Food review: Harajuku Kitchen
Richard Lumgair and Kaori Simpson's Japanese restaurant goes beyond sushi
With its origins in a local food market stall, Barry Cooper finds a new Edinburgh restaurant broadening our awareness and appreciation of Japanese food preparation and cooking
When former broadcast journalist turned farmer Richard Lumgair decided he wanted to open a Japanese restaurant, serendipity sent him in the direction of Stockbridge Market stallholder and sushi specialist Kaori Simpson.
Their new Bruntsfield venture is in the former Scott's Deli just up the road from the King's Theatre. The main front room boasts funky modernist murals evoking Japanese icons while the wooden design work has an organised rusticity. The rear room, for private dining, is less well-appointed but less frequently used.
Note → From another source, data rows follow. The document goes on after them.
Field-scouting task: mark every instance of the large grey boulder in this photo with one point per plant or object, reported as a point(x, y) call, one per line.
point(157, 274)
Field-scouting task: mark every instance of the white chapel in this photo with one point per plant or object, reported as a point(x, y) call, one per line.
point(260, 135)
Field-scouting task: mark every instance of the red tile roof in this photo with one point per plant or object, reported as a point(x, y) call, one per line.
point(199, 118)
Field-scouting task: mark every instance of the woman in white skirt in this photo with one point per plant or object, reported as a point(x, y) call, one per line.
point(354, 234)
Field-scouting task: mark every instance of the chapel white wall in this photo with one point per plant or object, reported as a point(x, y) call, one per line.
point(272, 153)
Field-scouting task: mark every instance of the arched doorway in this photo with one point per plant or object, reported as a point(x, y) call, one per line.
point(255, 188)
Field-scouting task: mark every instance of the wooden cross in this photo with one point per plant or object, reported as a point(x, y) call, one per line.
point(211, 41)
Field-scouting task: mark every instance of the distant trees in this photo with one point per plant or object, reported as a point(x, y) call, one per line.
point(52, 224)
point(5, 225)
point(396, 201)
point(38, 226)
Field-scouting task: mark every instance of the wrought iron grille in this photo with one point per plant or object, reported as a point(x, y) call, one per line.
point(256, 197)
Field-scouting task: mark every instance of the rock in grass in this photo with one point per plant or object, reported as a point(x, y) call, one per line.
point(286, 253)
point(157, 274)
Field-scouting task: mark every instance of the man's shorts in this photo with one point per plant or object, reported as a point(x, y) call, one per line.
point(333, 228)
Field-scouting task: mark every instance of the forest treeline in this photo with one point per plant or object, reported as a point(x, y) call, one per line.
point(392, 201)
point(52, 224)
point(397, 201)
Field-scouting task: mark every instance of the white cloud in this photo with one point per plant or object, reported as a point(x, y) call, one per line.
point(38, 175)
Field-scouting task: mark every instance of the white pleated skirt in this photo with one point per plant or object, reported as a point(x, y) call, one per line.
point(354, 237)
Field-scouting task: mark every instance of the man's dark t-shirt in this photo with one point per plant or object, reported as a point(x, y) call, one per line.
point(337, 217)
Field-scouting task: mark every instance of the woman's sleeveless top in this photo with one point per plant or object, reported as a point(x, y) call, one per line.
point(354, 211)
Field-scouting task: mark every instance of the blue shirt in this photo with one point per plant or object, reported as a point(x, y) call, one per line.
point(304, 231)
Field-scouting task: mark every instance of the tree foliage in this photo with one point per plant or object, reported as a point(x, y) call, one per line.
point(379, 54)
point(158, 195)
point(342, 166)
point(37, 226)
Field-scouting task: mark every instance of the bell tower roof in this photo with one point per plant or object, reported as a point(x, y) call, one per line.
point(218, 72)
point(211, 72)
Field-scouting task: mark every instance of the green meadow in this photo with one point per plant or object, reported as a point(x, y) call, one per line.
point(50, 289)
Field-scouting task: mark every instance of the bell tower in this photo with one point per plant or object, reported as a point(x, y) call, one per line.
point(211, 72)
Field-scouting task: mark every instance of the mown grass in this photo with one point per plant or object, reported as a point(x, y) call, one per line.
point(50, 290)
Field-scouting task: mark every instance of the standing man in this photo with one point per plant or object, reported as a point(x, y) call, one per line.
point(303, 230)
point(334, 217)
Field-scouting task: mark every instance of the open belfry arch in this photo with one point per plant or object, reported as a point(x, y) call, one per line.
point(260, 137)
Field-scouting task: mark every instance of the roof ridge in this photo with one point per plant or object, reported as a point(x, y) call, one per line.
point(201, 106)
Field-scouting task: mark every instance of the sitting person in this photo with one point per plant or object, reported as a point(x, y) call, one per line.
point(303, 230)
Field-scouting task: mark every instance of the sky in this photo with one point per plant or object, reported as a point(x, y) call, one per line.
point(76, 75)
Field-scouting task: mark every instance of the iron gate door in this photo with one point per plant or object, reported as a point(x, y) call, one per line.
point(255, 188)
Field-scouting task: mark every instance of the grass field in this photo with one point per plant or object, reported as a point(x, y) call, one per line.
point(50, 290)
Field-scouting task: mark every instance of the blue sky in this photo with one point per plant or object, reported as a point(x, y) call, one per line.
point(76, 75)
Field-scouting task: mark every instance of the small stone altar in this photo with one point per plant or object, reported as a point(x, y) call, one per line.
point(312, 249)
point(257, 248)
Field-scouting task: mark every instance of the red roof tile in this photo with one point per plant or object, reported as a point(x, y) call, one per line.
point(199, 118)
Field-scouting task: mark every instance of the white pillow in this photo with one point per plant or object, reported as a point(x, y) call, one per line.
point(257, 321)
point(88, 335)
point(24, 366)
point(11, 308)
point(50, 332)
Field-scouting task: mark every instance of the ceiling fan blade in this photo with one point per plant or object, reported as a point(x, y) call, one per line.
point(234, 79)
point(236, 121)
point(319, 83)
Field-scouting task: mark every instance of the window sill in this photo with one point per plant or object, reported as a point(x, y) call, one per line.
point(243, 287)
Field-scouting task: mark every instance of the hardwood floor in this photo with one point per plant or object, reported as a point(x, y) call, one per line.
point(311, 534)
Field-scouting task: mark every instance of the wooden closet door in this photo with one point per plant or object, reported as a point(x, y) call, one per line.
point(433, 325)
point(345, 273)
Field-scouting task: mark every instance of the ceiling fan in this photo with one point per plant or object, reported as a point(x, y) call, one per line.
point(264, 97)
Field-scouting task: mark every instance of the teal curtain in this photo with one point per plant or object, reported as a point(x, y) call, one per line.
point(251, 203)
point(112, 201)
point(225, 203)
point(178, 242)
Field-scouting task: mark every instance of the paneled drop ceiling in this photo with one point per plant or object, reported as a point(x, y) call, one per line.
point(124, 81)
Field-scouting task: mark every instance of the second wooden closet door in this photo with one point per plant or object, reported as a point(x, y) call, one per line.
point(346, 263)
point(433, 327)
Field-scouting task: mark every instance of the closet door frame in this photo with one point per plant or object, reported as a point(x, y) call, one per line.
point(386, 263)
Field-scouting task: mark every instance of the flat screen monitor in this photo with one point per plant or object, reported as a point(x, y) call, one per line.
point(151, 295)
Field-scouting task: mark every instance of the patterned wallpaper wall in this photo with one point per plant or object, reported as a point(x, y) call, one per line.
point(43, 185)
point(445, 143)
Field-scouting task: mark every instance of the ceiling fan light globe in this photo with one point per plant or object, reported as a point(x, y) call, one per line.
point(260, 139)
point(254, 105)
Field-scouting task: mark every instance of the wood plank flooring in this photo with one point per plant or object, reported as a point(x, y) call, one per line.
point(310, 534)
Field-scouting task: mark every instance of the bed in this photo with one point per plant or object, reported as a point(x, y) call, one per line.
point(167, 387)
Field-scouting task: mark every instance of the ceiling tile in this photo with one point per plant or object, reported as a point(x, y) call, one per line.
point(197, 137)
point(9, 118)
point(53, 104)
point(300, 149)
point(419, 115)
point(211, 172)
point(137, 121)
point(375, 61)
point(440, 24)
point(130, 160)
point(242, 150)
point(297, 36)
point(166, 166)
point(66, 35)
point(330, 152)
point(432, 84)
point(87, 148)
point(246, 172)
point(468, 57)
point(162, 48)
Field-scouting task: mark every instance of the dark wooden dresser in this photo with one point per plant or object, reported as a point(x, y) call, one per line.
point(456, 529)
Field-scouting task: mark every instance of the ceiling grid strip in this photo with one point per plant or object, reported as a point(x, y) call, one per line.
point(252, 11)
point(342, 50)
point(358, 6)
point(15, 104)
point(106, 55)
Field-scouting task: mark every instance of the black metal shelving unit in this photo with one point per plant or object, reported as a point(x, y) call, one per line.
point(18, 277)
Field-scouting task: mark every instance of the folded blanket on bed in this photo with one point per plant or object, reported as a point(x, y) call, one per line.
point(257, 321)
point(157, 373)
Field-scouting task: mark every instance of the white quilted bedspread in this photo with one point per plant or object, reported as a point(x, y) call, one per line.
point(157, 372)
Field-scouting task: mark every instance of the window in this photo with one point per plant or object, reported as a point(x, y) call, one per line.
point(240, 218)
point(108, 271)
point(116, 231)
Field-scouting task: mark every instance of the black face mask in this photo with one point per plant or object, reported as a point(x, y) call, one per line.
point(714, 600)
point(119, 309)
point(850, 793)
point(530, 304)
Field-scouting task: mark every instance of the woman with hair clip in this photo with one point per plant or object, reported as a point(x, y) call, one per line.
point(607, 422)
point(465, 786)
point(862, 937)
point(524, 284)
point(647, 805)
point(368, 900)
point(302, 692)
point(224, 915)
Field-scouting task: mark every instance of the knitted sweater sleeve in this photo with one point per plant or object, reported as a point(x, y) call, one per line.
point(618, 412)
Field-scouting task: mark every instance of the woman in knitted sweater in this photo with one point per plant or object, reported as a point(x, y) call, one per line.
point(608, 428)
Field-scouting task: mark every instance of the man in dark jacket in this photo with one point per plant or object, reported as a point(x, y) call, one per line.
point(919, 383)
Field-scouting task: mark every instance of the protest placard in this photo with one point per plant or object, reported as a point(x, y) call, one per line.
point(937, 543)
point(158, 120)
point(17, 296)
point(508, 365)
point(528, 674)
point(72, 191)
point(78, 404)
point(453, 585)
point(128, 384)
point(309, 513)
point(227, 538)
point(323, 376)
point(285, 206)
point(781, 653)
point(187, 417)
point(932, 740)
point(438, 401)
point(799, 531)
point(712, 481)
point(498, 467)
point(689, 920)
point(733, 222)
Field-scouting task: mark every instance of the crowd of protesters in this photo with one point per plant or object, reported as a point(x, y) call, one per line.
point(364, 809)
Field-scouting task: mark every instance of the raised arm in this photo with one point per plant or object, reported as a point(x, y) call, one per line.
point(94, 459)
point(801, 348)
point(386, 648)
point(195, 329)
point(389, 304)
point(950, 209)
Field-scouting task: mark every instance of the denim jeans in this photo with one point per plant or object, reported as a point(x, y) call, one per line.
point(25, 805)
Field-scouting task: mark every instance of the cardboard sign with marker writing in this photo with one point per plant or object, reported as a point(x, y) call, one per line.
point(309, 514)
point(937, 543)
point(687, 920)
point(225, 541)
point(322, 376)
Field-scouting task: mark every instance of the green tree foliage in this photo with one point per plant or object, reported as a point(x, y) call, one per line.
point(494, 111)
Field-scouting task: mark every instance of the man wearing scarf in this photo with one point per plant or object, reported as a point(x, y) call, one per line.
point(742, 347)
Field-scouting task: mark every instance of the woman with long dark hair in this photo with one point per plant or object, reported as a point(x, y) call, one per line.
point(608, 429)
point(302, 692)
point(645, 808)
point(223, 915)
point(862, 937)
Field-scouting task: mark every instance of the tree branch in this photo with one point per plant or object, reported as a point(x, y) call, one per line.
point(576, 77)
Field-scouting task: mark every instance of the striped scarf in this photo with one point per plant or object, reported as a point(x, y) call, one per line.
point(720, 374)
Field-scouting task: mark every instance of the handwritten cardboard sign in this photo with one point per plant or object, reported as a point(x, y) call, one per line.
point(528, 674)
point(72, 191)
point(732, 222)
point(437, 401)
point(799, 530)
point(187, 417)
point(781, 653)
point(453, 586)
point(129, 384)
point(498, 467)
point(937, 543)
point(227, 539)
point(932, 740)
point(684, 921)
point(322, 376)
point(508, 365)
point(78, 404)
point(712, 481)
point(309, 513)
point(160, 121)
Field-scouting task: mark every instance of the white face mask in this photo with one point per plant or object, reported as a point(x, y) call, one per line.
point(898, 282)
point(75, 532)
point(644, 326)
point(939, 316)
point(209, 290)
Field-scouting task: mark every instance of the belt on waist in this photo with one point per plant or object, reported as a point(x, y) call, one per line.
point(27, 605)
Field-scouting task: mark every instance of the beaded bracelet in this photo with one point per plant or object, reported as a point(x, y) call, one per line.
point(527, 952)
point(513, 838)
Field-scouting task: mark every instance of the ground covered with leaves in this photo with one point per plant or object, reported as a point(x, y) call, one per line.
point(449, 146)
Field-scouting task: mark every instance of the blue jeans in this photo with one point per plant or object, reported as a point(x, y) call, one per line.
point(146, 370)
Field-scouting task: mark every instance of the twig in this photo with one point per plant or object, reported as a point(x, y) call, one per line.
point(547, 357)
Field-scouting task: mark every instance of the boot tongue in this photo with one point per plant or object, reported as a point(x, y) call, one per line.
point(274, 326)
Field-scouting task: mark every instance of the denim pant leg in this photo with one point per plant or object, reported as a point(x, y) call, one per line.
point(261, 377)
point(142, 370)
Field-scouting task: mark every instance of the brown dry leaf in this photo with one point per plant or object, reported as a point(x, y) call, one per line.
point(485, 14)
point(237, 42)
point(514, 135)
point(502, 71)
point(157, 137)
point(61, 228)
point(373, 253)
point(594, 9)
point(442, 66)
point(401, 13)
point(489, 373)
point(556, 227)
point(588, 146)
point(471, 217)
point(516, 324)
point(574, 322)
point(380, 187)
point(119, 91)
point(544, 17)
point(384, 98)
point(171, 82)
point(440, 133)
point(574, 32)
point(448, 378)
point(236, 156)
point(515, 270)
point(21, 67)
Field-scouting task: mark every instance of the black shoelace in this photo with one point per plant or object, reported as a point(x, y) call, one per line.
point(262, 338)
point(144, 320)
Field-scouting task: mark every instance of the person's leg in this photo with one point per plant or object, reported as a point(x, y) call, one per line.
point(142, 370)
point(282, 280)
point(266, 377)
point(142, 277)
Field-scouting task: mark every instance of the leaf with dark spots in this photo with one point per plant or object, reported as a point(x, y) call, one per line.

With its flavours and style inspired by its namesake district of Tokyo, Harajuku Kitchen aims to broaden Edinburgh’s palate beyond generic teriyaki and conveyor belt sushi bars. Serving more hot dishes than most, the kitchen will send what you order when it’s ready: a starter, main course mentality will do you no favours here.
The list of small plates has chawanmushi, a creamy and savoury egg custard over nuggets of mushroom and prawn, as well as freshly made pork gyoza and a rafute, a ryukyu-style dish of pork belly slow cooked in sake. Balancing creamy unctuousness with savoury umami tastes, these dishes showcase the subtlety and – to the Western palate at least – distinctiveness of the best Japanese cooking.
Larger dishes include the usual karaage and tempura, but also filling katsudon (pork served with omelette and rice in a sweet sauce). In fact sushi is limited to just half the menu, but it is an obvious strength. With a catch of the day – which might be meaty octopus, or delicate razor clams – as well as salmon or tuna, there is a guarantee of fresh, well-cut sashimi. Nigiri and futomaki rolls are expertly made and show a serious kitchen keen on tradition.
Seasoned diners in Asian restaurants have come to fear the ubiquitous coconut ice-cream or red bean-dominated dessert menus. With a pastry chef on staff, Harajuku offers a choice of at least two desserts, perhaps a chocolate mochi made up of chocolate rice parcels filled with a sublime ganache, or a tangy Oreo cookie cheesecake.
Harajuku isn't really like Japanese restaurants that have come before in Edinburgh. Neither overly slick nor predictable, the traditional, elegant fare is presented with an array of personal touches including a local sourcing policy. Lumgair and Simpson's project to show off the best in Japanese cuisine in a friendly, understated manner is well under way.